In 1787 en 1794 bood de Hollandse Waterlinie toch te weinig bescherming. Door de vorst konden de Fransen moeiteloos over de bevroren rivieren trekken. De Waterlinie moest aangepast worden en gemoderniseerd. Ook werd de stad Utrecht bij de uitbreiding betrokken. De stad had bescherming nodig en de linie werd opgeschoven naar het oosten. Rondom Amsterdam kwam de eerste aanpassing. Tussen 1805 en 1810 werden de posten van Kraijenhoff aangelegd. Dit werd later onderdeel van de Stelling van Amsterdam.

De Nieuwe Hollandse Waterlinie

Pas in 1815 gaf koning Willem I opdracht om de oude Hollandse Waterlinie te verbeteren.
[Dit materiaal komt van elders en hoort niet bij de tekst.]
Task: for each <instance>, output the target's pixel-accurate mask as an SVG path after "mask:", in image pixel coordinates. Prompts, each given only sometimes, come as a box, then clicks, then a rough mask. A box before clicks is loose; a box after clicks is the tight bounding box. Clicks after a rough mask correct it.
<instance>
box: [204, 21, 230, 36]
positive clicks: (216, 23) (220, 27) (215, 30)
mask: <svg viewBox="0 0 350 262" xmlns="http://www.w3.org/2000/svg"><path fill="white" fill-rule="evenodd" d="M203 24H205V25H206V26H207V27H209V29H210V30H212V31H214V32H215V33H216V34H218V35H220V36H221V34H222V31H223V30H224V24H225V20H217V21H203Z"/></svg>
De Nieuwe Hollandse Waterlinie kreeg een systeem van dijken, sluizen en stuwen. Zwakke plekken werden beveiligd met bouw van nieuwe forten en batterijen, bijvoorbeeld Fort Hinderdam en Kijkuit bij Kortenhoef. De aanleg van de Nieuwe Hollandse Waterlinie (HNWL) duurde tot 1870. Er kwamen overal dijken, sluizen en stuwen. Door het gebruik van de dijken en sluizen kon het hele gebied onder water gezet worden. De waterhoogte was tussen de 30 en 50 cm. Dit was te diep om door heen te marcheren en te ondiep om te bevaren. Ook in Weesp werd het 's-Gravelandse Front versterkt met de bouw van een ronde verdedigingstoren.

De Nieuwe Hollandse Waterlinie in gebruik

De Nieuwe Hollandse Waterlinie is maar drie keer gebruikt. Tijdens de Frans-Duitse Oorlog van 1870-1871, de Eerste Wereldoorlog (1914-1918) en aan de vooravond van de Tweede Wereldoorlog (1940-1945). In 1926 werd Naarden opgeheven als militaire versterking. Tijdens het begin van Tweede Wereldoorlog had de linie geen waarde meer. De vijand vloog er overheen en dropte zijn parachutisten bij Den Haag en Rotterdam.